Use when schema is fixed, Referential Integrity and Constraints are need.
Supports complex querying
Use-cases: Banking and Finance, Ecommerce orders, payment transactions etc.
Key-Value Store - Redis, Memcache, DynamoDB
Key-Value stores are No-SQL databases, used for fast retrieval of data. Usually stores data as String.
No Schema, No querying and indexing on data
Use-case: Caching, session storage, Real-time analytics etc.
Document DB - MongoDB, CouchDB
It is No-SQL DB with flexible schema. Information is typically stored in JSON, BSON and XML.
Designed for high read/write.
Semi structured Schema, supports querying and indexing on data.
Use-case: Product Catalog, User Profile, Comments, real-time analytics etc.
In-Memory - Redis, Memcache
Temporary storage for fast data retrieval.
Use-case: Cache frequently used data- leaderboards, frequently retrieved products etc.
Wide Column DB - Cassandra, DynamoDB
It belongs to column familty. A "column family" (now called a "table") can contain rows with a huge number of columns (potentially millions), and each row can have a different set of columns.
It is another type of NoSQL DB which has rows and columns but each row may have different columns. Used for storing and querying large amount of data.
It supports indexing and querying on data columns, not just on partition keys.
Support extremly-high read/write requests.
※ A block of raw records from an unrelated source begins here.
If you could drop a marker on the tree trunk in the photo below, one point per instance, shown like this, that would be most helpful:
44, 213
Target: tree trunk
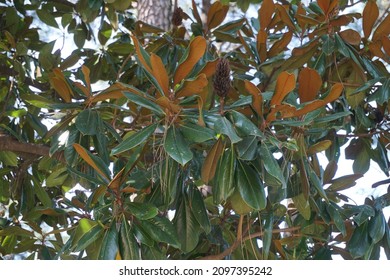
155, 12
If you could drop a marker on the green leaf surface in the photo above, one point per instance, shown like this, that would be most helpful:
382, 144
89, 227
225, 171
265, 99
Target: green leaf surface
176, 146
244, 126
359, 242
271, 165
187, 226
87, 122
199, 210
247, 148
196, 133
144, 102
335, 213
224, 185
128, 245
377, 227
142, 211
109, 246
223, 126
161, 230
134, 140
250, 186
90, 236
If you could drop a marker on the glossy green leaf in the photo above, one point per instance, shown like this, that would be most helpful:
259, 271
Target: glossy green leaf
134, 140
144, 102
90, 236
377, 227
317, 184
267, 236
271, 165
188, 228
199, 210
128, 245
161, 230
143, 211
47, 17
302, 205
176, 146
57, 177
247, 148
224, 183
223, 126
196, 133
244, 126
109, 246
87, 122
335, 213
359, 242
250, 186
364, 213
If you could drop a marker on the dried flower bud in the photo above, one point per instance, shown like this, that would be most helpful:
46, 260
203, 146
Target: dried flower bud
222, 78
177, 16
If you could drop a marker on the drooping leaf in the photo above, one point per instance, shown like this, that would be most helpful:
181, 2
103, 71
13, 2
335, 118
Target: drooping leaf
223, 126
257, 98
187, 226
244, 126
161, 230
377, 227
271, 165
210, 164
176, 146
87, 122
216, 14
109, 246
309, 84
128, 245
143, 211
144, 102
160, 73
250, 186
94, 161
224, 181
370, 15
194, 52
199, 210
359, 242
135, 139
335, 213
285, 83
265, 13
196, 133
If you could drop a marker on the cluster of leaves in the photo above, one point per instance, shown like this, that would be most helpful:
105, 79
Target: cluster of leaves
165, 168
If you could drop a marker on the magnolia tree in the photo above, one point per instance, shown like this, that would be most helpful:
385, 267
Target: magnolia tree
202, 142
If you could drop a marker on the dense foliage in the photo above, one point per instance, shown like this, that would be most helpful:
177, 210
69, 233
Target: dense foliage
200, 142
Use-case: Write heavy apps- Web analytics (Click-stream data), Inventory updates etc..
Text Search - Solr, Elastic Cache
Use for fast retrieval of text data
Use-case: text search- product name, description etc., log analysis, google search etc.
Spatial - Redis, PostgreSQL, Oracle Spatial
Designed for storing, analyzing and easily retrieving geographical data (coordinates, location etc.)
Use-case: Uber, Search restaurants near me
Time-Series DB - InfluxDB, Prometheus, Graphite, TimescalDB, OpenTSDB
Specialized in storing, retrieving and analyzing timestamp based data.
Time-based partitioning, Primary index on time eables fast storage and retrieval based on timestamp.
Handles continuous writes from thousands from resources.
Use-case: Monitoring and Observability (Logs ect.), IOT and Sensor data, financial trading platform
Vector DB- FAISS, PineCone
Vector DBs are specialized to store, index, and search multi-dimensional vector data - numerical representation (Embeddings) of unstructured data (doc, text, image, audio, video etc).
Use-case: Retrieval-augmented generation (RAG) for LLMs. Semantic search, recommendation system, Chatbots etc.
Ledger Database - Amazon QLDB (Quantum Ledger),MS SQL Server Ledger, Ethereum (a block chain DB)
Specialized in blockchain transactions.
Each transaction is immutable and uses append-only mode which means every change is recorded as new entry and preserves the full audit-trail.
Transactions are cryptographically hashed to prevent tempering.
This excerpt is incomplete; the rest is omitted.